Conflicted Memories

Sam J. Miller’s “Who Killed Thomas Disch” (at Strange Horizons) is organized around a silly title at the expense of questions Miller himself says have genuine value: “What was really going on? Where do we put the blame? What do we do with our grief? With our guilt?” For it’s the time he spends on those questions that makes the reading worthwhile.

When some of the sf field’s talents die their passing elicits a certain amount of survivor’s guilt, though not in the case of Arthur C. Clarke, or others who achieve literary fame and fortune. But I remember a friend of the late Roger Zelazny speaking with bitterness and guilt about the last days of this great writer of sf short stories, as if they personally and society at large hadn’t done enough.

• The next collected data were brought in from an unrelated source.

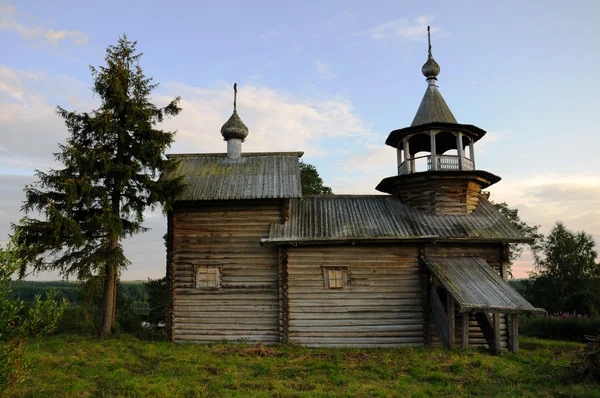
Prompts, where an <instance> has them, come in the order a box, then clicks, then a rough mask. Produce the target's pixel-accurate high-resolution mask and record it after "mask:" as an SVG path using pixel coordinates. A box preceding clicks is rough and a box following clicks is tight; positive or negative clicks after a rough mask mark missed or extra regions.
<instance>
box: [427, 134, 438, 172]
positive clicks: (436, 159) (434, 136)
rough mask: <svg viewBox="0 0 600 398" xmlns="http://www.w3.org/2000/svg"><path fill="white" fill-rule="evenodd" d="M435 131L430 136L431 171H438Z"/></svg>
mask: <svg viewBox="0 0 600 398" xmlns="http://www.w3.org/2000/svg"><path fill="white" fill-rule="evenodd" d="M435 133H436V131H435V130H431V131H430V132H429V135H430V137H431V170H432V171H435V170H437V153H436V149H435Z"/></svg>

Some of that emotion permeates Miller’s piece about Disch, a richly-detailed, but ultimately question-begging exploration of the late sf writer’s last days. After all, most people enduring the same conditions do not kill themselves, so while much can be suggested nothing can be proved. I found Miller’s essay challenging and interesting (I wouldn’t write about it if I thought it wasn’t worth your time), though it would have been more satisfying (to me, anyway) if Miller had been governed by his own conclusion:

While I’d love to turn Disch’s death into one more argument in favor of expanded rent-control laws, or better tenant protections, or gay marriage (the surviving half of a married straight couple, in Disch’s situation, would be far better situated to fend off eviction attempts), there’s something creepy about reducing a human being to a weapon in the service of a political agenda. My need to find a scapegoat for his death does Disch a disservice. Disch’s life, like his work, was defiantly resistant to outside influence. From the very start of his writing career we see someone willing to slaughter sacred cows and name names and subvert all expectations, and it’s selfish to wish he’d given us a happy ending.